As generix said, this absolutely looks like a motherboard issue. It’s not at all hard to imagine a 4-5 year old 1080 Ti not causing issues that the 3090 actually triggers. The amount of difference in GPU power is insane, I believe in just plain rasterization the 3090 is more than double the GPU power of a 1080 Ti (plus the gen 3 tensor cores and gen 2 RT cores, which the 1080 Ti has neither of).
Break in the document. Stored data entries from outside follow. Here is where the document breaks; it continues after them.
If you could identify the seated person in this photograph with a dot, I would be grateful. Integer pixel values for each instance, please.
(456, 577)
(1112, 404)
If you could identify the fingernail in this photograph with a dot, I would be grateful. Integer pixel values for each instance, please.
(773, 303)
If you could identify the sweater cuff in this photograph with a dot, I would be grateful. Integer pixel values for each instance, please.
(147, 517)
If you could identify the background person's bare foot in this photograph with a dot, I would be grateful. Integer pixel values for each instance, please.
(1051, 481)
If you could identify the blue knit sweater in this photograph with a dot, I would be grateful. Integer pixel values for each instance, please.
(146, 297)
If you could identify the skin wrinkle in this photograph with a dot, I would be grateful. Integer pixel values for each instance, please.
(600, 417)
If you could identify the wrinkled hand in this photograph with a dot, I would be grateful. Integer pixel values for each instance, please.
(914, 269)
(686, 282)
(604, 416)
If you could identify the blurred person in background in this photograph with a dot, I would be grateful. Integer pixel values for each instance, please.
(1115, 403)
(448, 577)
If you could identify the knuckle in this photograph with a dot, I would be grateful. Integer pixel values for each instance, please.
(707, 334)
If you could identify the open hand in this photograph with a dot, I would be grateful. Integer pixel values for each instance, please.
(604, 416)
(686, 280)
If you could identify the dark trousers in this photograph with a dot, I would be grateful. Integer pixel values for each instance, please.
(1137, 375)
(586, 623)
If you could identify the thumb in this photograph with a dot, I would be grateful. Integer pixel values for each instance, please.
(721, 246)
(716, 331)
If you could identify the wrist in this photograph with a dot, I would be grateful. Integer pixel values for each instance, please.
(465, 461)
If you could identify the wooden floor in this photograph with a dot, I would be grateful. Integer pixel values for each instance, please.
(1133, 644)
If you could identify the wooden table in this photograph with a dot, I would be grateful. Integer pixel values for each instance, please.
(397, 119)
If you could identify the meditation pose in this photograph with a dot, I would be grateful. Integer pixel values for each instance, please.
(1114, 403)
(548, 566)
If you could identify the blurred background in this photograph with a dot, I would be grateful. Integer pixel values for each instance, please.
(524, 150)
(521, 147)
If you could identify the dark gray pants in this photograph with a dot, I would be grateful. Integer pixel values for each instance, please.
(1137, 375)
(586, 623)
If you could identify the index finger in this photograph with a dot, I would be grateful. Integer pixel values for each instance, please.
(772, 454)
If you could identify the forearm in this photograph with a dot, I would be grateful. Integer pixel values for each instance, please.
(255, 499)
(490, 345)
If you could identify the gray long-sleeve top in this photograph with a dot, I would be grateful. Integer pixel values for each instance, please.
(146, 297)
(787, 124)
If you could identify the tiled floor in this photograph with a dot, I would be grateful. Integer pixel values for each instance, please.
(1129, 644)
If you would give me some workloads that I could easily run (I already have cuda installed) that trigger the issue for you, I could run them and see what results I have.

@P10S-E-Series:~$ nvidia-smi
Unable to determine the device handle for GPU 0000:01:00.0: Unknown Error

This is also weird.

But yeah, if there are some benchmarks, workloads, or torture tests that trigger issues for you let me know what they are and I can try them on my system. I have tensorflow-cuda, cuda, and cudnn already installed.

Thanks for your kind reply @gardotd426, yeah I know that the huge amount difference of power delivered by the two cards, we swap to the 3090 because our models are becoming too large and too heavy and our plan was to build a new workstation but due to current social situation and gov. policies we have a cut to our founding… Our card is a EVGA GeForce RTX 3090 XC3 ULTRA GAMING that i think as you mentioned is the same as you.

I think I forgot to mention that the model (NN, DL) before a kernel update was working OK (I mean compiling and do their stuff) but I keep testing now with a new kernel and the advices of @generix an until now no crashes at all I want to get this thread alive in order to see if anyone has the same issue. When I deploy a simple NN (MLP for example) or a DL (Transfer Learning on Computer Vision Task) I had no issues with my dataset (150k images around 100 GB).

Also, I didn’t mention that I disable the Intel Speedstep and Speedshift and take off a function that calculates a difference between the Siamese networks (euclidean distance), I think this also was the problem because it does the computation on CPU and not in GPU.